Second, Israeli prime ministers Barak and Olmert both offered their Palestinian counterparts, Arafat and Abbas, respectively, peace agreements along the 1967 lines with land swaps.

Given the range of the rockets and missiles in the Hamas arsenal in Gaza (for example, over 60 kilometers with respect to the Fajr-5, placing Tel Aviv well within range) and the proximity of Israeli population centers to the West Bank (Israel is some nine kilometers wide at its waist, where much of its population resides), any borders today will not provide Israeli population centers with sufficient distance from Palestinian missiles. Rather, the primary obstacle to a negotiated peace remains the Palestinians' intractable refusal to recognize Israel as a Jewish state, and not Israel's refusal to agree to borders approximating the 1967 lines, as this New York Times article seems to suggest.

Will Hamas now amend its charter, which rejects negotiation with Israel and calls for the murder of all Jews, not just Israelis, as the result of prodding from Egypt's Muslim Brotherhood? Don't hold your breath.

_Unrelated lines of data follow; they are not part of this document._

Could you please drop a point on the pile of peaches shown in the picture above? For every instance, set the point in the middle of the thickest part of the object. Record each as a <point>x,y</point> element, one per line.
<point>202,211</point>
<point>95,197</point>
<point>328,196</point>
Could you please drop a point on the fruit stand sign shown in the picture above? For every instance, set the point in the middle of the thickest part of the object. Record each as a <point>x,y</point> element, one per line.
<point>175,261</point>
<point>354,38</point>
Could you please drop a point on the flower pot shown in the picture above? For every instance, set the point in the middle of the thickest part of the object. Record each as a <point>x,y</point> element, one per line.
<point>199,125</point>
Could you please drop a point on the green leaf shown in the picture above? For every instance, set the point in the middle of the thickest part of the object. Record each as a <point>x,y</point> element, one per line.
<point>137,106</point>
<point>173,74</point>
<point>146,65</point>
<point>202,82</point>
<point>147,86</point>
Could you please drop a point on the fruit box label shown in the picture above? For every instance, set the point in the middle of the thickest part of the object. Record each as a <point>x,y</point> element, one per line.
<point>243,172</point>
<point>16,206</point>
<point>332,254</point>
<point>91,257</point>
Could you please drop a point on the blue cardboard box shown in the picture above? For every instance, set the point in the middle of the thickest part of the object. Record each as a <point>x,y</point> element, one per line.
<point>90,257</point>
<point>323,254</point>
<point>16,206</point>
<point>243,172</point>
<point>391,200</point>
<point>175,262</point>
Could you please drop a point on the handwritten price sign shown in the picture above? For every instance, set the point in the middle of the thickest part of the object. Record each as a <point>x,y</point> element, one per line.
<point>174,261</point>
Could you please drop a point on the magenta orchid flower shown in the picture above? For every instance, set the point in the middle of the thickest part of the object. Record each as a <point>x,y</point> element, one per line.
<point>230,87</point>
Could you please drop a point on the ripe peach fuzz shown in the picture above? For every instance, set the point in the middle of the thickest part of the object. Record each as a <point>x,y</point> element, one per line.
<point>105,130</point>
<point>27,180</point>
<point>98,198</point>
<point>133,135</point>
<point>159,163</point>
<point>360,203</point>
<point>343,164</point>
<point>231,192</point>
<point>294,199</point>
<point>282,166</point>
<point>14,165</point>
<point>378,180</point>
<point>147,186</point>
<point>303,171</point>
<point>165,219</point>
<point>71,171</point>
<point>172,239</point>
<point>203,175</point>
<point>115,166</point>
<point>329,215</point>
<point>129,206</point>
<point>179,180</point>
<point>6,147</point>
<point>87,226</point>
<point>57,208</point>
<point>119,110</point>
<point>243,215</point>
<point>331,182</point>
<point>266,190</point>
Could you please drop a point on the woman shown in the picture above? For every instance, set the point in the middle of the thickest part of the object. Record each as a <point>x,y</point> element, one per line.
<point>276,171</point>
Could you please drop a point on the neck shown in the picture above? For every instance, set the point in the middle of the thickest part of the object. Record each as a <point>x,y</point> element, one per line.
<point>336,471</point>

Meanwhile, the Obama administration is restoring the annual $1 billion in aid it provides to the Egyptian army, notwithstanding the attempt by the Egyptian army, backed by the Brotherhood, to arrest 43 NGO workers seeking to encourage Egyptian democracy, and notwithstanding the Brotherhood's persistent threats to review Egypt's 1979 peace treaty with the "Zionist entity."

[I have asked that The New York Times correct this article. Let's see if they bother responding.]